With these types of rescues, firefighters said Their main concern is the trench collapsing. The slightest movement or mistake and the situation can quickly turn deadly.
Around 11 a.m. Saturday, a typically bustling construction site at 28th Avenue and Northern Avenue was at a standstill as firefighters worked feverishly to rescue a 30-year-old worker who fell 8 to 10 feet into a trench.
"Some of the dirt broke away and he slipped and fell into the hole," said Jonathan Jacobs, Phoenix Fire Department Captain.
Workers watched the rescue unfold.
Traffic on Northern was shut down for about an hour and all heavy equipment was stopped in it's tracks.
"These big tractors just them vibrating on the ground can shake soil loose and we could start to have more of a collapse," said Jacobs.
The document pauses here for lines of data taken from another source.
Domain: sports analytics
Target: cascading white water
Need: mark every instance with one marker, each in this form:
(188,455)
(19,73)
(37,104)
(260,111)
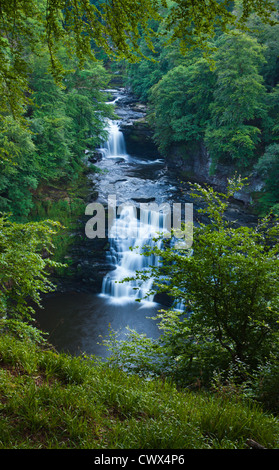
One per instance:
(115,146)
(128,237)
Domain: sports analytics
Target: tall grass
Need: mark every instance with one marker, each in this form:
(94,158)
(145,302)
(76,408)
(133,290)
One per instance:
(50,400)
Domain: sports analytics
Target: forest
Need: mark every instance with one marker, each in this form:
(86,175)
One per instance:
(208,74)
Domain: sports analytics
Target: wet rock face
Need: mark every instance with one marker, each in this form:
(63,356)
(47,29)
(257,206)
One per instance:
(195,164)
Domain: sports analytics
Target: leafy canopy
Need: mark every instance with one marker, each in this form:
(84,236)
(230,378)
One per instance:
(114,26)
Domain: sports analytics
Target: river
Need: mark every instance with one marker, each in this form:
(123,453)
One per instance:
(77,322)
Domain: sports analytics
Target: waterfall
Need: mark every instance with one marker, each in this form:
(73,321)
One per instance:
(127,237)
(115,146)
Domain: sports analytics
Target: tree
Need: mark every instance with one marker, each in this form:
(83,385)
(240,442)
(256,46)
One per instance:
(25,265)
(238,105)
(115,26)
(179,104)
(228,285)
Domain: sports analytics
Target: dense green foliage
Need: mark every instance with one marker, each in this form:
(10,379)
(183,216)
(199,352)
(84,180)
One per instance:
(25,260)
(51,400)
(228,286)
(223,96)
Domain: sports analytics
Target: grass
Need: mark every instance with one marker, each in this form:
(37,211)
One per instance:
(56,401)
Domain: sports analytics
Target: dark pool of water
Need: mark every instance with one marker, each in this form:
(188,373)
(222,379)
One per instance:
(78,322)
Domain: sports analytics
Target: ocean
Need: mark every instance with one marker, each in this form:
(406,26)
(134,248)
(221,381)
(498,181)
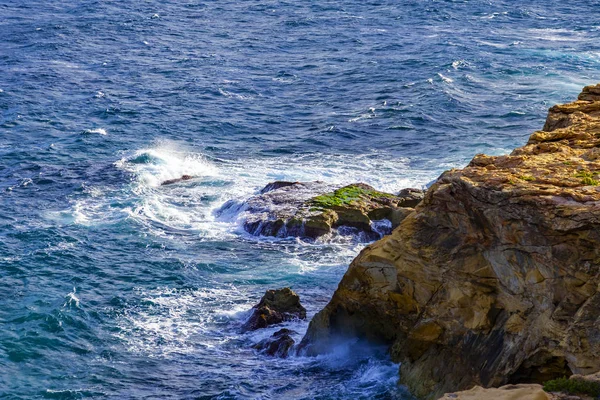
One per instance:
(113,286)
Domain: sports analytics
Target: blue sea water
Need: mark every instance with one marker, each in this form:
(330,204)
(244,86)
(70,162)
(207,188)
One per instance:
(112,286)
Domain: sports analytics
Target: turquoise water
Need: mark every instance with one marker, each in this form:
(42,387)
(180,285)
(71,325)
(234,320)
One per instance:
(112,286)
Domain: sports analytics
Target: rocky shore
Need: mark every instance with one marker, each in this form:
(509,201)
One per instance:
(493,279)
(314,209)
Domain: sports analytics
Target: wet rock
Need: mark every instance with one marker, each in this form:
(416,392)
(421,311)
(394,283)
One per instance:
(275,307)
(411,197)
(314,209)
(277,185)
(508,392)
(278,345)
(177,180)
(494,279)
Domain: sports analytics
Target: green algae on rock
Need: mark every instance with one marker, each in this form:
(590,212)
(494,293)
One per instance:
(315,209)
(494,277)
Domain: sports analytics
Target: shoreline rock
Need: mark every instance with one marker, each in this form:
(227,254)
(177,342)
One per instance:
(278,344)
(494,278)
(275,307)
(314,209)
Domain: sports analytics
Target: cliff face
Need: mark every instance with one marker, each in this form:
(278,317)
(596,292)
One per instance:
(494,278)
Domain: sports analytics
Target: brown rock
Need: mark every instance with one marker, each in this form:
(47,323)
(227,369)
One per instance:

According to the Occupational Safety and Health Administration (OSHA), two workers are killed every month in trench collapses.
Firefighters know the dangers.
"If you fall into a trench, or we have several workers that fall into a trench, and that trench implodes on them, it comes in on the sides more than likely they're going to die," said Jacobs. "There's a very high fatality rate that comes with trenches."
Rescue ropes were dropped down the crevice.
Firefighters squeezed down the tight space and stabilized the man who was alert but complaining of numbness in his legs and hands.
"Basically, he fell 8 feet and that's a long way to fall down into a trench; there's metal shoring in the trench," said Jacobs. "We're not sure if he hit some of those things on the way down."
Close to an hour after his fall, the man was pulled to safety and wheeled into the ambulance.
The man was taken to a trauma hospital where he is listed in stable condition.
FOX 10 tried contacting the company, believed to be the man's employer, but have not heard back.